You can find download links to all our models and dicts here:
https://github.com/gooofy/zamia-speech#download
WER results for these models are not comparable to previous releases as we are measuring WERs for speakers not in the training set from now on and also tried to make the language model more neutral (i.e. not over-represent prompts in the training material) so the WER results should give a more realistic assessment of what performance one can expect from our models without adaptation.
WER for the large kaldi model is 6.23% for the large model and 7.49% for the embedded model.
WER for the continuous CMU Sphinx model is 29%.
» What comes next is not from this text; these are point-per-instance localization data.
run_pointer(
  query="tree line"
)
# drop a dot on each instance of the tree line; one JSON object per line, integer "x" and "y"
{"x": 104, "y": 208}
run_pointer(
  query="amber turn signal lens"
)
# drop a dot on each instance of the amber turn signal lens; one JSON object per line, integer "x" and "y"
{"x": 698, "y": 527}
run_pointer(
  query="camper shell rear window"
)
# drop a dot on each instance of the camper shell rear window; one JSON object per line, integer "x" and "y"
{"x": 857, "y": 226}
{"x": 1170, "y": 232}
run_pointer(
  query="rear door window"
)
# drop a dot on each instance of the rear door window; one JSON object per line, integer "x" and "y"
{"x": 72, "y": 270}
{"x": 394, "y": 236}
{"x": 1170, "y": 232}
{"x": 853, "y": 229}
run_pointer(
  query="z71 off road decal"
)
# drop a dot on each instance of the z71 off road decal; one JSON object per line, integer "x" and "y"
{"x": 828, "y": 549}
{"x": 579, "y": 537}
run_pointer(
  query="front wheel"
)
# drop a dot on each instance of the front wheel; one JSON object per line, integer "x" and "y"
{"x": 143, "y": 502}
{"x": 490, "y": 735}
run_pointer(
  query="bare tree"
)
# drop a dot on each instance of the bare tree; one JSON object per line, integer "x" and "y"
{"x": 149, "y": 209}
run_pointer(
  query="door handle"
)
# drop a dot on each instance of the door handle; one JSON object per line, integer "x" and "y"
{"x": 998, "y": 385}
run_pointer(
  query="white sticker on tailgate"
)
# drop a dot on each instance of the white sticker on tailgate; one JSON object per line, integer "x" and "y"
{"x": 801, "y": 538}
We have also been quite busy cleaning up our scripts and documentation so it should become easier to understand what we are doing here. The models come complete with example scripts and pre-compiled binary packages for various platforms, more information on that can be found in our getting started guide here:
https://github.com/gooofy/zamia-speech#get-started-with-our-pre-trained-models
Please note that we have changed the tarball format of our models significantly so you will have to use the latest 0.3.1 py-kaldi-asr wrappers with these models. The new tarball format allows for model adaptation
https://github.com/gooofy/zamia-speech#model-adaptation
as well as automatic segmentation and transcript alignment of long audio recordings (e.g. librivox audiobooks):
https://github.com/gooofy/zamia-speech#audiobook-segmentation-and-transcription-kaldi
comments, suggestions and contributions are very welcome. For more information about the zamia-speech project, please visit http://zamia-speech.org/
The latest http://zamia-speech.org german Kaldi ASR Factorized TDNN model looks quite good:
4.25% WER (previous models: 6.23% WER tdnn_sp, 7.49% WER tdnn_250).
Download here:
Hello guenter!
Thanks a lot for your work! But the only question - when I try to use the latest german model with zamia-speech (with a demo script kaldi_decode_wav.py) I always see the error like this:
=================
Traceback (most recent call last):
File "kaldi_decode_wav.py", line 60, in <module>
kaldi_model = KaldiNNet3OnlineModel (options.modeldir, acoustic_scale=1.0, beam=7.0, frame_subsampling_factor=3)
File "kaldiasr/nnet3.pyx", line 134, in kaldiasr.nnet3.KaldiNNet3OnlineModel.__cinit__ (kaldiasr/nnet3.cpp:3549)
RuntimeError
Hello Mr. Smith,
I suspect you're using the Debian packages from zamia-speech.org repositories which up to a few hours ago contained kaldi 5.3 which was too old to support tdnn_f models. I have uploaded kaldi 5.4 debian packages now which should run the new models fine. The new tdnn_f models are therefore also included in the zamia-speech debian model packages so you should find them installed in /opt/kaldi/models if you're using those.
Cheers,
Guenter